Canada invokes 1977 pipeline treaty on Enbridge’s Line 5
Sarnia’s mayor says there’s been a major development surrounding the future operation of Enbridge’s Line 5 crude oil pipeline.
For the first time, the Canadian government is invoking a 1977 agreement with the U.S., which states that neither country can interfere with the operation of international pipelines.
Mike Bradley was notified of the development on Monday during a call with Natural Resources Minister Seamus O’Regan.
He said it’s a big ruling, which will hopefully prevent Michigan Governor Gretchen Whitmer’s continued attempts to stop flow of the 68-year-old line, spanning from Superior, Wisconsin to Sarnia.
“It sends a clear message that the state didn’t have the right to interfere with an international pipeline,” said Bradley. “Given the record of the governor on this issue in the last couple of years, I suspect they’ll try to fight it in court. But, this is an agreement that is an international agreement between Canada and the United States and really (Michigan) shouldn’t be involved.”
Bradley said thousands of local jobs would be impacted by the closure of Line 5.
“It would also be anti-environment because it would put 800 railcars or trucks daily out there taking product from the west to here,” he said. “It also has over 6,000 products that are manufactured out of that line in Ontario, Quebec and Michigan. So, the impact would be severe. This is a clear signal that the federal government will back us all the way on this line.”

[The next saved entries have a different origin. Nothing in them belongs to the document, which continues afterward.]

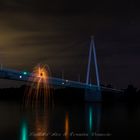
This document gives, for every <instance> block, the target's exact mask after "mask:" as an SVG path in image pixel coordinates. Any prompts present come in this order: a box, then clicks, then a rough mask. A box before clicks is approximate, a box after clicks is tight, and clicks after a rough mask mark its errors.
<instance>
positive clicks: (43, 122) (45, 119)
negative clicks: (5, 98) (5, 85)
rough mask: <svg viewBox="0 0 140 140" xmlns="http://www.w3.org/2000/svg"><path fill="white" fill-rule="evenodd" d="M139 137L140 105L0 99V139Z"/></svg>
mask: <svg viewBox="0 0 140 140" xmlns="http://www.w3.org/2000/svg"><path fill="white" fill-rule="evenodd" d="M120 138H121V139H122V138H124V139H127V138H135V139H136V138H137V139H138V138H140V105H139V104H134V103H133V104H131V103H129V104H128V103H110V104H101V103H96V104H94V103H74V104H66V103H55V104H54V106H53V107H51V108H49V109H48V108H42V107H37V108H24V107H23V105H22V104H21V103H19V102H10V101H0V140H54V139H62V140H73V139H81V140H93V139H95V140H96V139H97V140H100V139H120Z"/></svg>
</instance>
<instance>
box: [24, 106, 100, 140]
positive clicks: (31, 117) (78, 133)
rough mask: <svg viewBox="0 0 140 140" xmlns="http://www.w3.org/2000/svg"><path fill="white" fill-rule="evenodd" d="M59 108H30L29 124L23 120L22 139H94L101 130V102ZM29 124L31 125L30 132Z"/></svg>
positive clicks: (57, 107)
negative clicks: (83, 105) (99, 103)
mask: <svg viewBox="0 0 140 140" xmlns="http://www.w3.org/2000/svg"><path fill="white" fill-rule="evenodd" d="M84 107H85V110H84ZM58 108H59V107H58V106H56V107H55V108H54V109H53V110H50V109H48V108H45V109H44V108H41V106H40V107H38V108H35V110H31V111H29V110H28V111H29V114H28V117H29V118H28V119H29V120H28V122H29V125H27V122H26V121H23V122H22V133H21V140H28V139H33V140H50V139H51V140H54V139H58V138H61V139H64V140H70V139H73V138H76V139H79V138H80V139H82V138H85V139H89V140H92V139H93V137H94V133H98V132H99V130H100V129H99V128H100V115H101V106H100V104H85V106H83V105H79V106H78V107H73V106H69V107H66V106H65V107H63V106H61V109H60V108H59V109H58ZM70 116H71V118H70ZM84 120H86V123H85V122H84ZM70 124H71V125H70ZM27 126H29V130H30V131H29V132H28V128H27ZM96 138H97V137H96ZM96 138H95V139H96Z"/></svg>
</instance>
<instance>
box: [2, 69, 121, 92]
mask: <svg viewBox="0 0 140 140" xmlns="http://www.w3.org/2000/svg"><path fill="white" fill-rule="evenodd" d="M29 77H30V78H29ZM32 77H33V75H32V74H31V73H29V72H25V71H17V70H12V69H0V78H1V79H9V80H17V81H25V82H27V81H29V82H32ZM48 79H49V84H51V85H55V86H63V87H72V88H81V89H90V90H94V91H96V90H98V89H99V88H98V86H97V85H93V84H86V83H81V82H77V81H71V80H65V79H60V78H55V77H49V78H48ZM100 89H101V90H103V91H112V92H115V93H121V92H123V91H121V90H117V89H113V88H107V87H101V88H100Z"/></svg>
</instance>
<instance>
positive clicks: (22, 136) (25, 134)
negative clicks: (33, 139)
mask: <svg viewBox="0 0 140 140" xmlns="http://www.w3.org/2000/svg"><path fill="white" fill-rule="evenodd" d="M28 135H29V134H28V127H27V122H26V121H25V120H23V121H22V124H21V137H20V140H28Z"/></svg>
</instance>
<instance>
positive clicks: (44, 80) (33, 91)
mask: <svg viewBox="0 0 140 140" xmlns="http://www.w3.org/2000/svg"><path fill="white" fill-rule="evenodd" d="M49 74H50V70H49V68H48V67H46V66H44V65H43V66H42V65H38V66H36V67H35V68H34V69H33V72H32V74H31V76H30V77H29V81H31V82H30V85H28V86H27V89H26V91H25V97H24V103H25V105H26V106H28V105H29V104H31V106H34V105H42V104H43V105H44V107H45V106H48V105H50V103H51V102H52V101H51V97H50V86H49V84H48V77H49Z"/></svg>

Environmental groups and First Nations have joined Whitmer in calling for Line 5 to be closed because of safety concerns.
Enbridge has said the line will continue to operate safely while it focuses on plans to construct a 6.4-kilometre tunnel to replace the lines beneath the Straits of Mackinac.
Around 540,000 barrels of crude oil and propane are shipped to the U.S. through Line 5 each day.